Reframe the purchase.

I try to think of items in units of time. If I’m about to purchase something for $20 online and I earn $20 per hour after taxes, that item is worth approximately one hour of my time. This helps me reframe the purchase and ask myself, “Is this really worth x hours of my time?” If you’re a compulsive online shopper, try using this same tactic to alter your purchasing mindset.

— Grant Sabatier

Perform an emotional check-in.

It’s important to identify the root of what’s causing you to shop and what your triggers may be. Just trying to modify the behavior without identifying why it’s there isn’t likely to result in long-term change.
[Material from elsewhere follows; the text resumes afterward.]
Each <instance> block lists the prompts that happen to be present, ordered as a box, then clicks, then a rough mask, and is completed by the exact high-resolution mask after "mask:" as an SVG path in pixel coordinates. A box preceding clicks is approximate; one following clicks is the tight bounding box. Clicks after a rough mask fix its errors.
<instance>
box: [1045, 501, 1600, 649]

— Erin Lowry, author of Broke Millennial and Broke Millennial Takes On Investing

Ask yourself and answer, preferably in writing, these six questions when you are thinking of making an online purchase that you have any doubt about: Why am I here? How do I feel? Do I need this? What if I wait? How will I pay? Where will I put it? This is designed to help the person take that all-important pause and not be swept away by the impulse.
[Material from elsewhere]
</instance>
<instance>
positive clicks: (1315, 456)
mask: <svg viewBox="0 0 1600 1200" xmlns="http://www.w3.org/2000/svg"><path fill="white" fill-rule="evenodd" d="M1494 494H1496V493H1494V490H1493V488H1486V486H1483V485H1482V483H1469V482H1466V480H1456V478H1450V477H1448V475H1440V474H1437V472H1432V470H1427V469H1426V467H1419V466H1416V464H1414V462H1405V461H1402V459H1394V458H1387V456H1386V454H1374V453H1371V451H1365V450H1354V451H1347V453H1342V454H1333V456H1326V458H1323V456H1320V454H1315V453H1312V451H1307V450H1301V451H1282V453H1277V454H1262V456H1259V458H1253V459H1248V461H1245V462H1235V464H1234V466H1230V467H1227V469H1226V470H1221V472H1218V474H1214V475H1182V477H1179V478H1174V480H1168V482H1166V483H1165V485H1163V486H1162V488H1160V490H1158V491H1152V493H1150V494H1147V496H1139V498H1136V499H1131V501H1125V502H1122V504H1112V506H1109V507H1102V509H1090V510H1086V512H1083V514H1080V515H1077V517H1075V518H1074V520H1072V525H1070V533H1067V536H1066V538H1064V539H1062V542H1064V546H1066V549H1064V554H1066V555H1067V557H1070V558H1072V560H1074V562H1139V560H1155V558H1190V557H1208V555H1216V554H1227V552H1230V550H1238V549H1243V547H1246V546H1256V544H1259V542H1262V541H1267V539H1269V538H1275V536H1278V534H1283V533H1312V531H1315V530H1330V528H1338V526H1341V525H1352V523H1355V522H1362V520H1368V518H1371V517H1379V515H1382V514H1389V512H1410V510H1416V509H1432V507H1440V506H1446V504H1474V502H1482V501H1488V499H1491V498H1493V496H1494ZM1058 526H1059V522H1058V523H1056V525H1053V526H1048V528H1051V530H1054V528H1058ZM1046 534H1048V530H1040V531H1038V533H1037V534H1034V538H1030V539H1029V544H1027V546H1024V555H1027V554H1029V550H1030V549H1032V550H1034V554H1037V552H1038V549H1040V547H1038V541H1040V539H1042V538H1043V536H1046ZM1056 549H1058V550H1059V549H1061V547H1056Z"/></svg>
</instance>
April Lane Benson, psychologist, founder of Stopping Overshopping, author of To Buy or Not to Buy: Why We Overshop and How to Stop

Dig deep and examine when the urge to online shop comes up for you. Those are the times you need to find a replacement behavior for shopping to soothe, celebrate, grieve, be bored, etc. Make a list of coping skills or other things you can do when that urge hits so you’re prepared. And be kind to yourself — shifting a behavior takes time, but you can get there.